Разровняв перед печкой сверкающую россыпь, Ахмет набрал десяток самых ярких камней, упустив один куда-то в складки подстеленной куртки. Поворошил немного, но рассудив – мол, и хрен с ним; не судьба, видать, плюнул и забил на закатившийся. Буравом из лезермана легко выбрал в рукояти ряд отверстий и заплавил в них бриллианты накаленным на углях шомполом.

– Вот так, товарищ Мессерович-Блудченко[56]. Какой ты теперь важный, а?
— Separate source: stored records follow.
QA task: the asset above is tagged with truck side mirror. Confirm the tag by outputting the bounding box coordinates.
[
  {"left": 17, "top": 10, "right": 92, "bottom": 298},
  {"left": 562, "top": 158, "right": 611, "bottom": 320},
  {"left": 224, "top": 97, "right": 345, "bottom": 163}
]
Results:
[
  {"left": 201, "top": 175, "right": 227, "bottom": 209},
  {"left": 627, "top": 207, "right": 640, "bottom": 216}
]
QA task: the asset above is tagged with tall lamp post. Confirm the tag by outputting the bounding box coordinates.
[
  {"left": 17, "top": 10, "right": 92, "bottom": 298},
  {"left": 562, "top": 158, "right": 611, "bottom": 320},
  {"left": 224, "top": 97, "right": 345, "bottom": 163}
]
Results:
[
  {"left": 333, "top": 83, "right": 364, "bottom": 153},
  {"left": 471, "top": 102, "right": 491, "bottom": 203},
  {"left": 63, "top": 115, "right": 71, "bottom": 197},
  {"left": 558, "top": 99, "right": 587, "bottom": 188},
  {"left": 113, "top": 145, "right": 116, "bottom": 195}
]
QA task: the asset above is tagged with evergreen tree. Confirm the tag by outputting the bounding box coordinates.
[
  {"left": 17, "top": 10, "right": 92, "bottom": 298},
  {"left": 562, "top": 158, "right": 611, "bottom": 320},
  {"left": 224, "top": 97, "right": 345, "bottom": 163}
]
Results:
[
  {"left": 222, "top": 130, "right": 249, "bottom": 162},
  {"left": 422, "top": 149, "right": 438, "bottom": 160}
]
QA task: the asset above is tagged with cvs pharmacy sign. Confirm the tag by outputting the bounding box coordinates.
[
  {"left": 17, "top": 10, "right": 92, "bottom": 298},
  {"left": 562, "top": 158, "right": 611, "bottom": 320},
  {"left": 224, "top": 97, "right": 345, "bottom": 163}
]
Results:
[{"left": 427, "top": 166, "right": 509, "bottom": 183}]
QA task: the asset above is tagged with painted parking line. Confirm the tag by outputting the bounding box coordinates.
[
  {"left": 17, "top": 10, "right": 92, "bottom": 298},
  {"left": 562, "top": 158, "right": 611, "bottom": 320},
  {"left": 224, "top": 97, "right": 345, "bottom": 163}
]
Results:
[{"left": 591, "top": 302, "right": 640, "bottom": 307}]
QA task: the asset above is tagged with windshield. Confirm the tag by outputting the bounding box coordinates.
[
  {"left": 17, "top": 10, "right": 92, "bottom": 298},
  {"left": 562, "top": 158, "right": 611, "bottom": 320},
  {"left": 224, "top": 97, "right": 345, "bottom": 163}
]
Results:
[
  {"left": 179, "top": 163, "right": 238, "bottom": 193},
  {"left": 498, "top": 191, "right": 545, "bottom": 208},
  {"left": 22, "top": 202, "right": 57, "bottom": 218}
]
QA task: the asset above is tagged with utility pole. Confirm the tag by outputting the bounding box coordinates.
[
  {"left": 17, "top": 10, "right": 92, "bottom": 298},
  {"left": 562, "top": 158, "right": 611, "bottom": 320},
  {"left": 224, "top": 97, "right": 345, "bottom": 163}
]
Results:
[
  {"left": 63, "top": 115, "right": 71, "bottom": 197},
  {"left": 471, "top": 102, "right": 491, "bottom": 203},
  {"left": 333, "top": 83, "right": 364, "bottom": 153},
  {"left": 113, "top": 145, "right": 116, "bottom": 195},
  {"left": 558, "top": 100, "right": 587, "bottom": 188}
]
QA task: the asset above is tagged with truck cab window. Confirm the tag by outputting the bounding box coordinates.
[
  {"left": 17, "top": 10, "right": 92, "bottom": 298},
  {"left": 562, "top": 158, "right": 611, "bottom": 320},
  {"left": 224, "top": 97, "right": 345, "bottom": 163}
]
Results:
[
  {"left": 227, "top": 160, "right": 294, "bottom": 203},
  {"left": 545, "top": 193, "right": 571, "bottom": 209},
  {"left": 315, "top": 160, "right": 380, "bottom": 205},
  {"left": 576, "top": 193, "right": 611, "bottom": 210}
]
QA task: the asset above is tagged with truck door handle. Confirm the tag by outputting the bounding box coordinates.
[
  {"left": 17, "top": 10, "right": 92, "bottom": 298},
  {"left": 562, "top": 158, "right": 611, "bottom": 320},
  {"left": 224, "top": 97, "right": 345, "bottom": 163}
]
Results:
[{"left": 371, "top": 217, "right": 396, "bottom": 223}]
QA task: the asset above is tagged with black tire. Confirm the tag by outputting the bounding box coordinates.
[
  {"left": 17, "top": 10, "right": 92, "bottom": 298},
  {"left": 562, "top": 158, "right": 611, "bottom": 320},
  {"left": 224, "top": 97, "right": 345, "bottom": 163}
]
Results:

Прям «Брильянтовое перо». Семе-е-е-ен Семе-е-еныч… – укоризненно протянул, усмехаясь, Ахмет. – Так, че там у нас дальше…

Дальше был конверт с пожелтевшим листком короткого письма, в котором анонимный автор мутно предупреждал кого-то «держаться Брохи», потому как «Ефим Палыча на Москве теперь никто не свалит», и заклинал «оторвать башку» какому-то Тарусину, «иуде и мерзавцу»[57]. Ничего не поняв, Ахмет бросил хрупкий листочек в печь, собрал камни в мешочек и, попив кипятку, лег спать.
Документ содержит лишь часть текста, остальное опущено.